If anyone is thinking about a higher child tax credit these days, it is Tara Strickland. She is expecting her first child in about a month.
"I think it's about time government has done something. Over the years, I actually feel like, being a single person before, I did have to pay quite a few taxes, so I'm looking forward to receiving something from the government."
Antonio Hill wants to be excited. He has two kids himself, but he is worried that those of us who are not wealthy are being left out.
"Most of the breaks are not going to go to the people who really deserve it. It is probably going to go to the wealthy, and the raises some concern."

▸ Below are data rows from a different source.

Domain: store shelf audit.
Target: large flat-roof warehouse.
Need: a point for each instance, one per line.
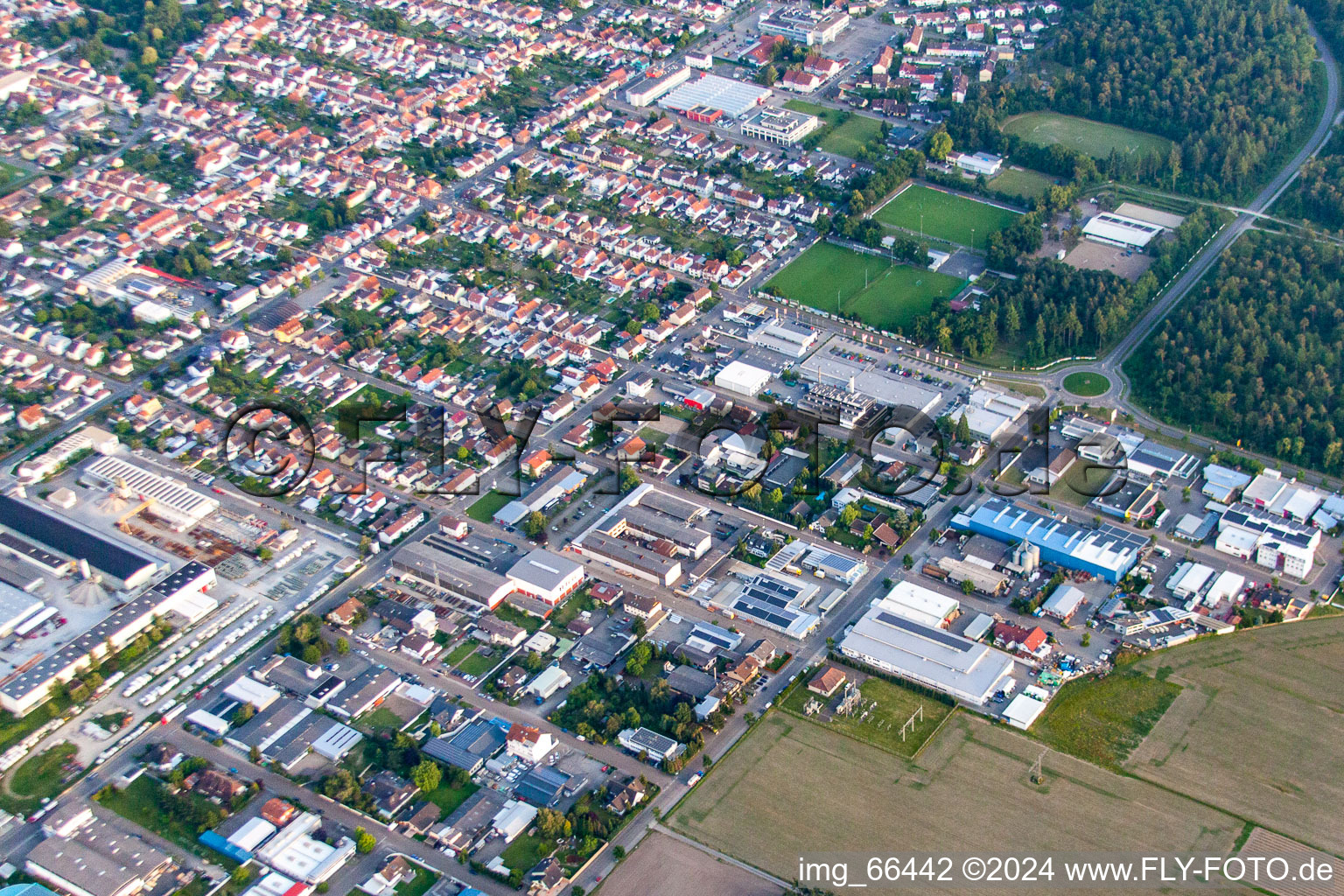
(1106, 551)
(712, 92)
(125, 567)
(171, 500)
(958, 667)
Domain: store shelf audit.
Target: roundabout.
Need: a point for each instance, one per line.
(1086, 384)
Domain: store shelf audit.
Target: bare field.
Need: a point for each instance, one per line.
(664, 866)
(1268, 844)
(1088, 256)
(1258, 727)
(794, 788)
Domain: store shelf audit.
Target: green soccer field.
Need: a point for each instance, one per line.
(1088, 137)
(957, 220)
(882, 293)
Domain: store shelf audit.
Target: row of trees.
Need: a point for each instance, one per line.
(1256, 352)
(601, 707)
(1318, 193)
(1230, 82)
(1055, 311)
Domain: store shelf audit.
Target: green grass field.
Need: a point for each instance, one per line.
(850, 132)
(486, 507)
(882, 728)
(526, 850)
(1088, 137)
(382, 720)
(1103, 719)
(1022, 182)
(449, 798)
(885, 294)
(42, 775)
(1086, 384)
(460, 653)
(1256, 725)
(933, 213)
(970, 790)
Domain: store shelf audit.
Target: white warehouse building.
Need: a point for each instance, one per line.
(742, 379)
(958, 667)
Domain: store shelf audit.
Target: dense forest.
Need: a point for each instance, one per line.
(1054, 311)
(1256, 352)
(1228, 80)
(1318, 193)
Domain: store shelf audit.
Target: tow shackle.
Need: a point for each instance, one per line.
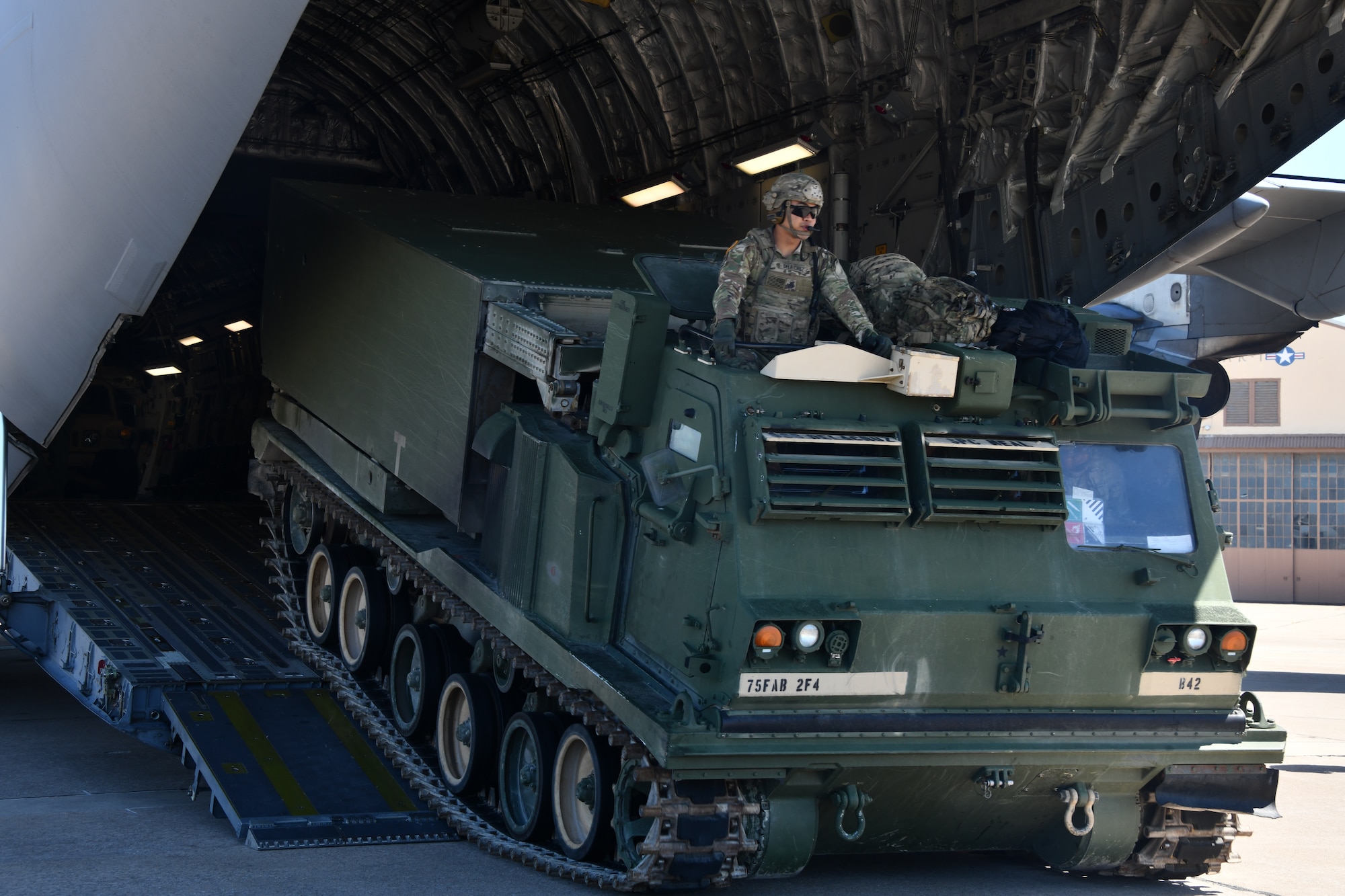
(1079, 797)
(851, 797)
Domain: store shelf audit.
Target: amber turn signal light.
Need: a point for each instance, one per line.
(767, 639)
(769, 635)
(1233, 645)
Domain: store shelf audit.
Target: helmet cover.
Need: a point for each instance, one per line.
(793, 188)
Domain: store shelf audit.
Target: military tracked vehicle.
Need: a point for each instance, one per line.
(660, 620)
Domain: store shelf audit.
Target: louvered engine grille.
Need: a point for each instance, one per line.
(832, 475)
(995, 479)
(1112, 341)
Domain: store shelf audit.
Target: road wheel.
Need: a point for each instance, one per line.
(528, 762)
(630, 826)
(303, 522)
(582, 794)
(365, 619)
(466, 733)
(328, 569)
(416, 676)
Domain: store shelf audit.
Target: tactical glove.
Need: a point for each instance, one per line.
(726, 341)
(878, 343)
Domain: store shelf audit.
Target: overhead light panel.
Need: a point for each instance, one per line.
(648, 193)
(774, 157)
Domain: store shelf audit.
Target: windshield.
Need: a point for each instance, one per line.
(1126, 495)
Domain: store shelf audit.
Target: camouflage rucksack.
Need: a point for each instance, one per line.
(911, 309)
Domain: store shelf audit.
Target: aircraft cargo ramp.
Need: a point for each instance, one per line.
(157, 618)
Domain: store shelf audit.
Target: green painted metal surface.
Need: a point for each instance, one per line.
(958, 545)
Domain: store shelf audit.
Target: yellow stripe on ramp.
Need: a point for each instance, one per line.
(297, 801)
(384, 782)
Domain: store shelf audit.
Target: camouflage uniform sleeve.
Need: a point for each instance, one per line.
(841, 298)
(734, 279)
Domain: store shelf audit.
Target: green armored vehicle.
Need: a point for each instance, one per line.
(687, 623)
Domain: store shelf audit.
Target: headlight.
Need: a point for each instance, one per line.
(1233, 645)
(808, 637)
(1195, 641)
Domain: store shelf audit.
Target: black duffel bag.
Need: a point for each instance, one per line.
(1040, 330)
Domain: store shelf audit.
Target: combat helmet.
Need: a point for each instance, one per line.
(793, 188)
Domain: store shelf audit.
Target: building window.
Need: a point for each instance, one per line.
(1281, 499)
(1331, 509)
(1305, 501)
(1253, 403)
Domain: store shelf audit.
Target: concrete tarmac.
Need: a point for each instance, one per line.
(87, 809)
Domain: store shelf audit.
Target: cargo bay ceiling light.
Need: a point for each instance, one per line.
(654, 190)
(774, 157)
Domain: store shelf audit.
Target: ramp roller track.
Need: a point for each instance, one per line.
(658, 849)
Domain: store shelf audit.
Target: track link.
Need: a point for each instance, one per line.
(736, 850)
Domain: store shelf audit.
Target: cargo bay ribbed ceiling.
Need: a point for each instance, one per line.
(566, 99)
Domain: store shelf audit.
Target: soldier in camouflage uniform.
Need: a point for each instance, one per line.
(915, 310)
(773, 280)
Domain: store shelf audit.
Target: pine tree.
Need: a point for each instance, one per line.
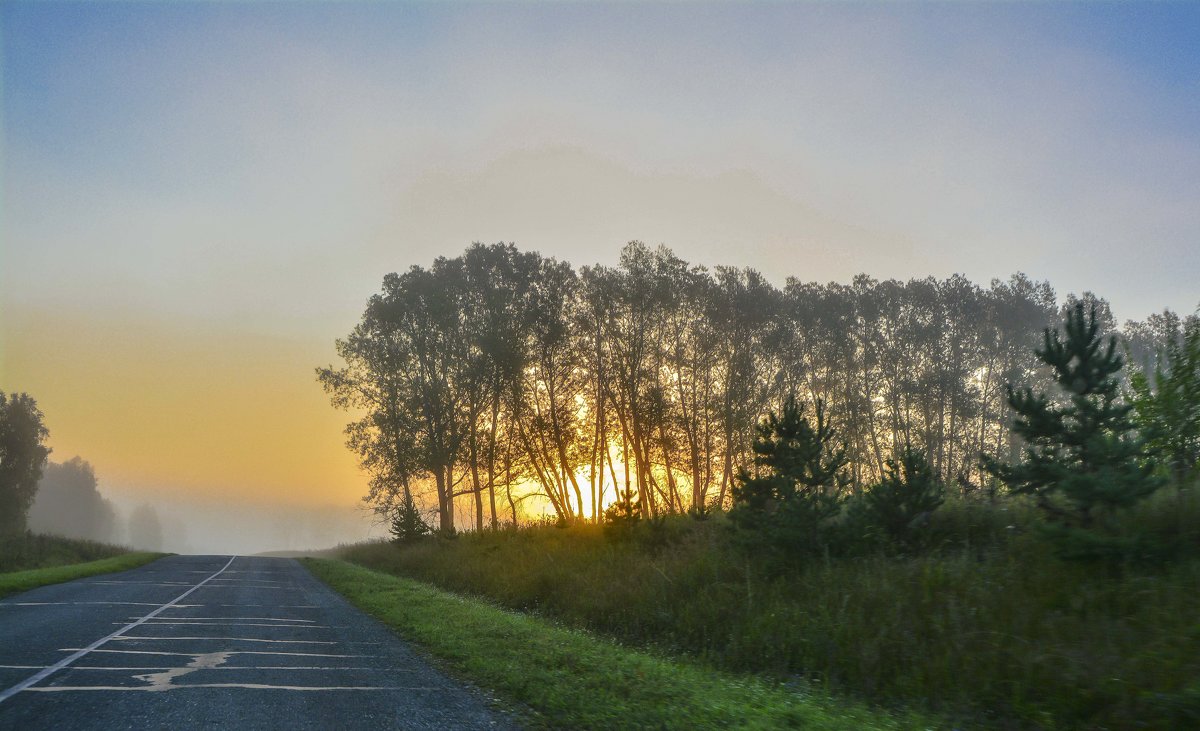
(1167, 406)
(1083, 457)
(798, 490)
(894, 508)
(407, 525)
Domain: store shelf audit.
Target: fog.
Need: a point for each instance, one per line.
(222, 526)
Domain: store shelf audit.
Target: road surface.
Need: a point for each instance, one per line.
(215, 641)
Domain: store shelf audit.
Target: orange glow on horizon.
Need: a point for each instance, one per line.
(227, 415)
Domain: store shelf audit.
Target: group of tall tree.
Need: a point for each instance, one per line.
(499, 372)
(42, 496)
(23, 454)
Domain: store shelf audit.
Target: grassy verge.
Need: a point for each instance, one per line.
(990, 628)
(573, 679)
(22, 581)
(23, 551)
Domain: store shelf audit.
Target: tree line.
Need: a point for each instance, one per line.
(58, 498)
(501, 373)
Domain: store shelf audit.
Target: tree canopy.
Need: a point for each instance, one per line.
(23, 456)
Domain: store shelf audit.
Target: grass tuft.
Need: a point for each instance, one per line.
(987, 627)
(571, 679)
(22, 581)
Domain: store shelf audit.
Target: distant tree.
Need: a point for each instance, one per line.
(407, 523)
(145, 528)
(69, 503)
(801, 474)
(906, 496)
(23, 455)
(1083, 457)
(1167, 406)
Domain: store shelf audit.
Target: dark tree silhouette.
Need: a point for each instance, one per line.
(895, 508)
(801, 475)
(23, 456)
(1167, 402)
(69, 503)
(1083, 459)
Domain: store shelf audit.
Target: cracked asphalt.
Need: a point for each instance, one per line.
(255, 643)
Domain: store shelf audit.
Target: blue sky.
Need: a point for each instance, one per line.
(202, 173)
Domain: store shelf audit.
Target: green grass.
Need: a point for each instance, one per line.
(23, 551)
(22, 581)
(988, 628)
(571, 679)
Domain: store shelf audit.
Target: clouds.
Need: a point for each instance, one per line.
(256, 168)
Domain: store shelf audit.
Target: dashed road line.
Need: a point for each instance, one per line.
(65, 661)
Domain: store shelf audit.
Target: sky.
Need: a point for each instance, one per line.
(198, 198)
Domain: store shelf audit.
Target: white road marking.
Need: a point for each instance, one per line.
(161, 619)
(227, 639)
(249, 685)
(100, 603)
(144, 582)
(235, 624)
(235, 652)
(222, 669)
(48, 671)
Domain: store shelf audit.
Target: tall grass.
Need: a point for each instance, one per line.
(988, 625)
(24, 551)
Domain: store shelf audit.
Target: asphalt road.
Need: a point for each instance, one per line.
(208, 641)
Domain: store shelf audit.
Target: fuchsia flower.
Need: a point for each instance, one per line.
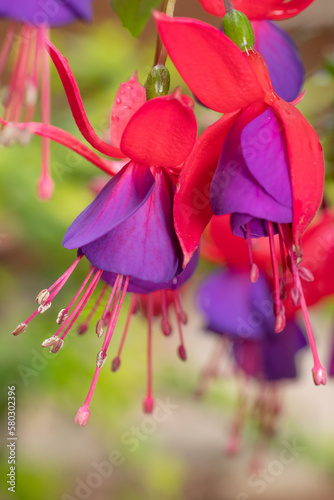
(276, 46)
(127, 233)
(261, 162)
(30, 60)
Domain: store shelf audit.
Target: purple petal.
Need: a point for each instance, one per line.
(120, 198)
(282, 57)
(234, 306)
(252, 176)
(143, 287)
(144, 245)
(46, 12)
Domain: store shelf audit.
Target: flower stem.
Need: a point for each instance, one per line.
(228, 5)
(160, 51)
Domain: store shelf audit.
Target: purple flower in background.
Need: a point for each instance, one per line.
(282, 57)
(241, 314)
(30, 73)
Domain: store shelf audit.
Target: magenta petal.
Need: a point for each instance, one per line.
(282, 57)
(161, 133)
(129, 98)
(144, 245)
(119, 199)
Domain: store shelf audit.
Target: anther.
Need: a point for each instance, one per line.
(116, 363)
(62, 316)
(99, 328)
(82, 416)
(44, 307)
(100, 359)
(21, 328)
(50, 341)
(57, 346)
(42, 297)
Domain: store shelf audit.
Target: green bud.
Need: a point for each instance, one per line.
(238, 28)
(158, 82)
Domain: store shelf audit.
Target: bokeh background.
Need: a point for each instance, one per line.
(181, 457)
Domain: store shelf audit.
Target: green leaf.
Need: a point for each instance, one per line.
(134, 14)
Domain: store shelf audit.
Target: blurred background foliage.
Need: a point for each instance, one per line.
(183, 457)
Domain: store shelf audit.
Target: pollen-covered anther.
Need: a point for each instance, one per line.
(82, 417)
(44, 307)
(254, 273)
(166, 327)
(50, 341)
(305, 273)
(62, 316)
(148, 404)
(295, 296)
(57, 346)
(182, 353)
(100, 359)
(99, 328)
(319, 375)
(115, 364)
(42, 297)
(21, 328)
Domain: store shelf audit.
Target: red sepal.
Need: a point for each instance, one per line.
(192, 210)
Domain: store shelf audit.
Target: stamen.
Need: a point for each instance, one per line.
(165, 325)
(68, 323)
(181, 349)
(7, 45)
(279, 309)
(83, 413)
(116, 362)
(283, 279)
(149, 400)
(318, 370)
(83, 327)
(254, 270)
(21, 328)
(45, 183)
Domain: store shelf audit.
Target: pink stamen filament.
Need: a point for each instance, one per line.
(58, 285)
(95, 306)
(80, 306)
(132, 308)
(79, 291)
(45, 183)
(274, 263)
(115, 313)
(111, 296)
(181, 349)
(7, 45)
(106, 342)
(149, 396)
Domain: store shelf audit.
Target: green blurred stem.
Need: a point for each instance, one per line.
(228, 5)
(160, 51)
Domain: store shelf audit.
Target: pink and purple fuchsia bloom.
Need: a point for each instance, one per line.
(240, 313)
(31, 68)
(261, 162)
(127, 233)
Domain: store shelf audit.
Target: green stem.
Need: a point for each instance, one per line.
(160, 51)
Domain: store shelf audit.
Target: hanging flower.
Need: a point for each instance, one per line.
(28, 41)
(241, 315)
(127, 233)
(262, 162)
(275, 44)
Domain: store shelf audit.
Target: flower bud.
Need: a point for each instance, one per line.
(238, 28)
(158, 82)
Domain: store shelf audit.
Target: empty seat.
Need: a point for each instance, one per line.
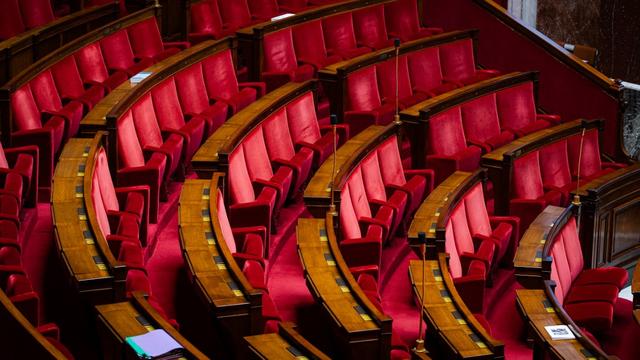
(458, 64)
(282, 152)
(146, 41)
(136, 169)
(173, 120)
(425, 72)
(528, 196)
(222, 83)
(308, 41)
(370, 27)
(517, 110)
(447, 145)
(280, 62)
(364, 105)
(403, 21)
(482, 126)
(118, 54)
(340, 36)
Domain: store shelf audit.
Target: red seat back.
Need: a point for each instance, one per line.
(362, 90)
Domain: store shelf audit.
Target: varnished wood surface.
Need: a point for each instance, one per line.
(449, 322)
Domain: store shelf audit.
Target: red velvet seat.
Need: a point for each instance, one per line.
(364, 106)
(426, 74)
(458, 64)
(11, 22)
(340, 36)
(282, 152)
(222, 83)
(517, 111)
(23, 162)
(386, 75)
(206, 22)
(447, 146)
(173, 120)
(50, 104)
(36, 13)
(244, 243)
(469, 279)
(119, 56)
(280, 62)
(261, 171)
(93, 68)
(137, 168)
(504, 231)
(370, 27)
(308, 41)
(30, 130)
(252, 204)
(403, 21)
(146, 41)
(482, 126)
(528, 197)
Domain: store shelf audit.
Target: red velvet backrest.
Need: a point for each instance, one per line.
(391, 162)
(279, 54)
(308, 41)
(303, 123)
(480, 118)
(457, 60)
(192, 90)
(167, 105)
(36, 12)
(234, 13)
(205, 17)
(146, 123)
(107, 189)
(590, 162)
(129, 149)
(277, 137)
(45, 92)
(362, 90)
(445, 134)
(554, 164)
(477, 215)
(26, 114)
(369, 25)
(145, 38)
(372, 177)
(117, 51)
(225, 226)
(91, 63)
(220, 75)
(386, 74)
(424, 68)
(11, 22)
(240, 184)
(516, 106)
(338, 31)
(67, 77)
(256, 156)
(527, 178)
(348, 219)
(404, 21)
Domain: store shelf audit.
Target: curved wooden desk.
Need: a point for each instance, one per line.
(451, 328)
(358, 327)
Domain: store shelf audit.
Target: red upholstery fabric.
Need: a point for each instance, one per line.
(370, 27)
(404, 23)
(340, 36)
(447, 150)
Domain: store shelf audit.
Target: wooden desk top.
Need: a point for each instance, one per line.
(447, 315)
(137, 317)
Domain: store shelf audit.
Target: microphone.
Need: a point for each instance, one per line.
(333, 119)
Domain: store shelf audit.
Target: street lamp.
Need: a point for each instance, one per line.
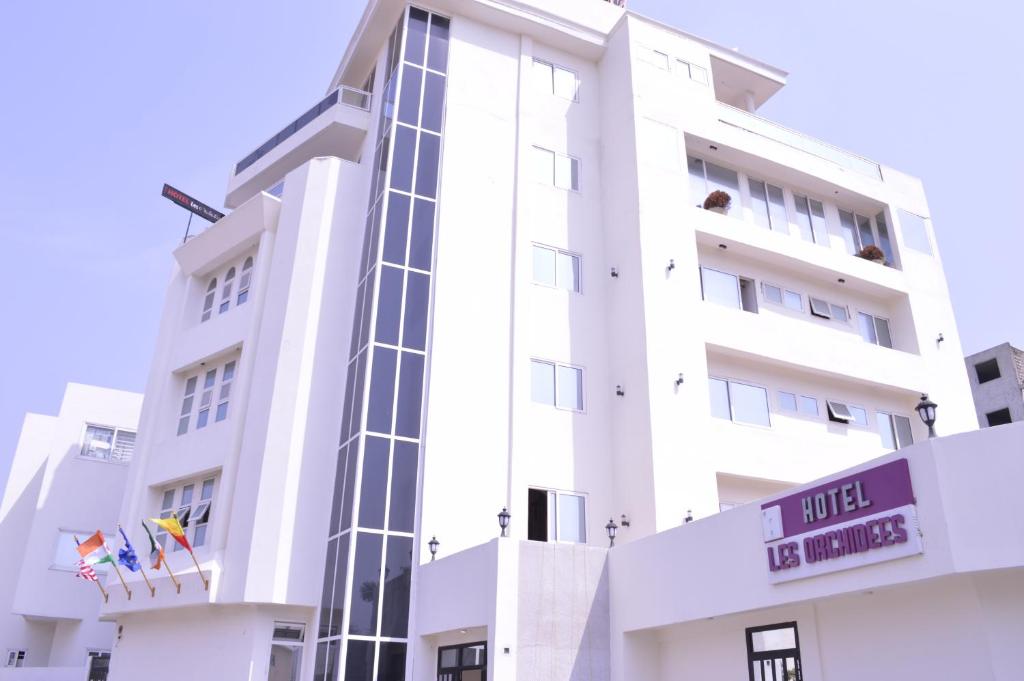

President Bush's plan gives a tax break to every bracket. And all of us will get a tax rebate later this year. Some say it cannot get much more fair than that.
"I don't think that any one class should have to carry more of a tax burden than the other class," says Andrew Gall," so try to be as fair as possible."
"I think it's going to stimulate the economy by putting money in people's hands," says another taxpayer, "so they can spend right away and get things moving."
Bettina Brinkley is very much against the President's environmental policy. But a tax cut, she says, is a good idea.
"It hurt me to pay the taxes I had to pay this year. And it hurt me last year. And it would be nice to have something back," she says.